At the rope station, I found our coordinator Kawahara-san. She handed me my ticket for rope. By this time I saw none of our other groups members. I got into the carriage. Two Nepalese and of course, Ito was with me. Covered with dense primeval forests, Mt. Misen, the highest mountain on Miyajima Island rise 530 metres above sea level. The mountain has been considered sacred and the object of worship since ancient times -- Ito informed me. We were up in the rope car and below the dense primeval forests, which are the abode of monkeys. Ito advised us not to have a direct look at their eyes if we catch hold one of them when we are down. We flew above 430 metres to reach to the summit. In the summit there are temples relating to Kobo Daishi, a great Buddhist priest, Ito informed me. I saw some unusual shaped rocks and an observatory. A ropeway connects the summit with Momijidani Park. Here we had some photo sessions. Upon request, Kawahara-san took my video in my digital camera. That was very exciting -- far below the top I could see the vast blue sea and numerous small islands which are the typical of the inland sea. Ito showed me the oyster beds -- the oyster extracting spots in the sea. We were supposed to return to a spot near ferry terminal by 3.45 in the afternoon. If anyone loses his way, he would return to this spot where our bus was waiting.

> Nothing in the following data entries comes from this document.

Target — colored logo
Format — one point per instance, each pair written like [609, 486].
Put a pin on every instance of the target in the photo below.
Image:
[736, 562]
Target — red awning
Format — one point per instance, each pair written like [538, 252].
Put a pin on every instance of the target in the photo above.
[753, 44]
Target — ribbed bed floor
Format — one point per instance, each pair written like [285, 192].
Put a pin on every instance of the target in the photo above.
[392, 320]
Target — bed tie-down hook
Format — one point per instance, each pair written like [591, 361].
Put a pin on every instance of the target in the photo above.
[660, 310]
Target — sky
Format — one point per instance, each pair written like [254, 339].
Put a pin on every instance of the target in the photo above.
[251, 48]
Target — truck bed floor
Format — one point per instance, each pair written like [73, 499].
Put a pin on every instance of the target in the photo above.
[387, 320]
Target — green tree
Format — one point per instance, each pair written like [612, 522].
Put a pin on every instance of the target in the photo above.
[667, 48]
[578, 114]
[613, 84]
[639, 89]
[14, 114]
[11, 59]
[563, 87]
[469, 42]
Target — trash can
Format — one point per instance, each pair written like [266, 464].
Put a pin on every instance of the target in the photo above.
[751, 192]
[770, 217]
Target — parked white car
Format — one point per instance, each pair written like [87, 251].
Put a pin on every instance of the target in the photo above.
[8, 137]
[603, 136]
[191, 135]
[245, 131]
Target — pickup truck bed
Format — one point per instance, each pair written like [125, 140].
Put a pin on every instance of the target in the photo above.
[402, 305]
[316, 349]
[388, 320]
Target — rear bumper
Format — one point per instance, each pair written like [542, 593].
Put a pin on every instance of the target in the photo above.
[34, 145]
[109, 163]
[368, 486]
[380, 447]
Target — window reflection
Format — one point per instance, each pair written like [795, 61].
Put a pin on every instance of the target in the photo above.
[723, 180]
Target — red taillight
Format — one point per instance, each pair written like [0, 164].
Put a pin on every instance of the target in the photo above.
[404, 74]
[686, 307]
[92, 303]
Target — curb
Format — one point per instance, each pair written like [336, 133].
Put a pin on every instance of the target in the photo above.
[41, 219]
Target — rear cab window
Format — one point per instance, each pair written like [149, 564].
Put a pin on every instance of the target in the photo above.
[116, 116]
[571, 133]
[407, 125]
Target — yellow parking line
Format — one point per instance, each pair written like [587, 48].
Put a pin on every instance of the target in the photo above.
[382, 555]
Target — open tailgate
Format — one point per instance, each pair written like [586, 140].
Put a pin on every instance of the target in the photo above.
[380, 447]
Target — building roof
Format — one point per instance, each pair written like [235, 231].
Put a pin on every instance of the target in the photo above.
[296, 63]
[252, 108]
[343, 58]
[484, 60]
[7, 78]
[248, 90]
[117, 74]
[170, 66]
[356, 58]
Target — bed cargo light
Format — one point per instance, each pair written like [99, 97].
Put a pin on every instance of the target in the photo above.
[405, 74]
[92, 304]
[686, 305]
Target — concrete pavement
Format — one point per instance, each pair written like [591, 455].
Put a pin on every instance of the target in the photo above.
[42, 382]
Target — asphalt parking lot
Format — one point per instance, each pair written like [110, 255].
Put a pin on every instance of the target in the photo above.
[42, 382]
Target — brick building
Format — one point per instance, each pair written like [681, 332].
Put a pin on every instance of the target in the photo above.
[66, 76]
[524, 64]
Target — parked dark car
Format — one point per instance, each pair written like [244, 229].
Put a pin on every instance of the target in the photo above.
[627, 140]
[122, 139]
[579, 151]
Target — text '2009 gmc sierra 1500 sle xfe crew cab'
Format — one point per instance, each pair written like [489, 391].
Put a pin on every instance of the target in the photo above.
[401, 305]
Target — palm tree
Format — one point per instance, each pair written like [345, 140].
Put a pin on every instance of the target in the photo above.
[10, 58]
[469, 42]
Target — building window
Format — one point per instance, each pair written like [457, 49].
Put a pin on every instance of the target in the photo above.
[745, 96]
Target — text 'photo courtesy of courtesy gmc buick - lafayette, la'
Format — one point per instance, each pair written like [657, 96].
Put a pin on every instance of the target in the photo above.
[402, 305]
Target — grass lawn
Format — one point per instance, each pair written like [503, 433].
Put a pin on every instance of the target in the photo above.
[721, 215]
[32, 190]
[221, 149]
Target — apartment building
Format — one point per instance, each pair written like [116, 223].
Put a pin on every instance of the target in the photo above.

A five-storied pagoda inside Miyajima

On our way back to the terminal I suddenly caught sight of a vermilion-coloured huge structure. This is the 5-storied pagoda. I proceeded to take photograph. But unfortunately, the battery went down right at that moment. Raja, our fellow participant from Nepal came forward and took my photo beside the pagoda in his camera.

The cypress bar-roofed five-storied pagoda, approximately 28 metres high, shows a splendid structural beauty that skilfully combines Japanese and Chinese styles. On the interior of the pagoda, which was designed entirely in Chinese style, there are auspicious patterns such as a dragon, grape vine arabesque, coloured clouds, birds of paradise, and a phoenix, painted in full colour and are well preserved. As one of the structural features, the central pillar of the pagoda, which usually is suspended from the top and extends down to the base in most five-storied pagodas, reaches down only to the second story. Other than the upper and the lower supporting points, nothing is attached to the central pillar, so you can move the central pillar by pushing it at the third or fourth floor of the pagoda. This is one of the reasons why the pagoda is highly resistant against strong winds. After the prohibition of the syncretic religion of Shintoism and Buddhism, the Buddhist images enshrined in the pagoda were transferred to Diaganji Temple, and the pagoda was put under control of Itsukushima Shrine.

In the afternoon at about 4 pm we all assembled together and got into the ferry again. We were tired but we didn't pay any heed to it. We were going back to the warmth of our centre where we would have a full stomach dinner. The journey was over, but Miyajima will always be calling me.